Faciliter l’intégration sociale et améliorer la qualité de vie des personnes en situation de handicap, tel est le souhait du gouvernement, qui a adopté, le 9 mai dernier, un décret portant sur l’attribution d’une carte spéciale. D’après le ministère de la Solidarité, de l’Insertion sociale et de la Famille, ce sésame permettra à son porteur d’accéder à des services sociaux, médicaux et paramédicaux essentiels.
D’une durée de validité de 7 ans, cette carte pourra être renouvelée au moins deux mois avant sa date d’expiration. Interrogée par Le360, Salma Benhamza, directrice du pôle Action sociale et levée de fonds de l’Amicale marocaine des handicapés (AMH) précise que cette mesure répond à une obligation légale établie par la loi sur la protection sociale et la loi-cadre n° 97.13.

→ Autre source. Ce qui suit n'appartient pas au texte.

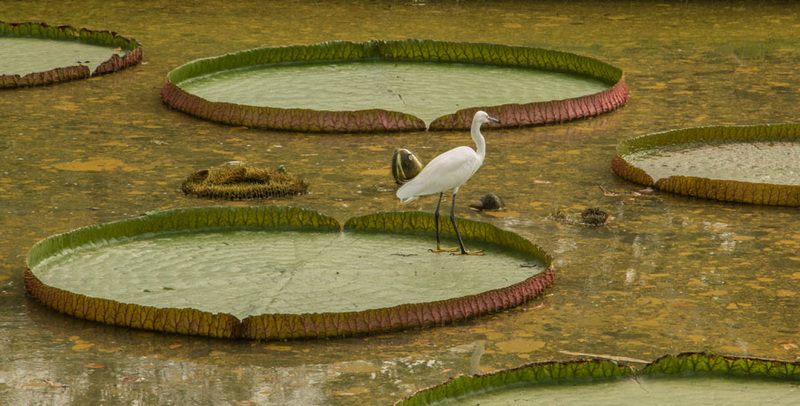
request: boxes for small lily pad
[161,40,628,132]
[0,22,142,89]
[612,124,800,206]
[181,165,308,200]
[25,207,553,339]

«La carte n’est pas une fin en soi, mais plutôt un outil destiné à faciliter l’accès aux droits prioritaires pour les personnes handicapées. Ce dispositif revêt une importance particulière, car il nécessite la fourniture de services essentiels, reconnus comme des droits fondamentaux, dont l’implémentation a été injustement retardée pendant près de cinquante ans. En effet, le dossier relatif à cette carte remonte à 42 ans, soulignant ainsi un long parcours de revendications et de négociations», explique-t-elle.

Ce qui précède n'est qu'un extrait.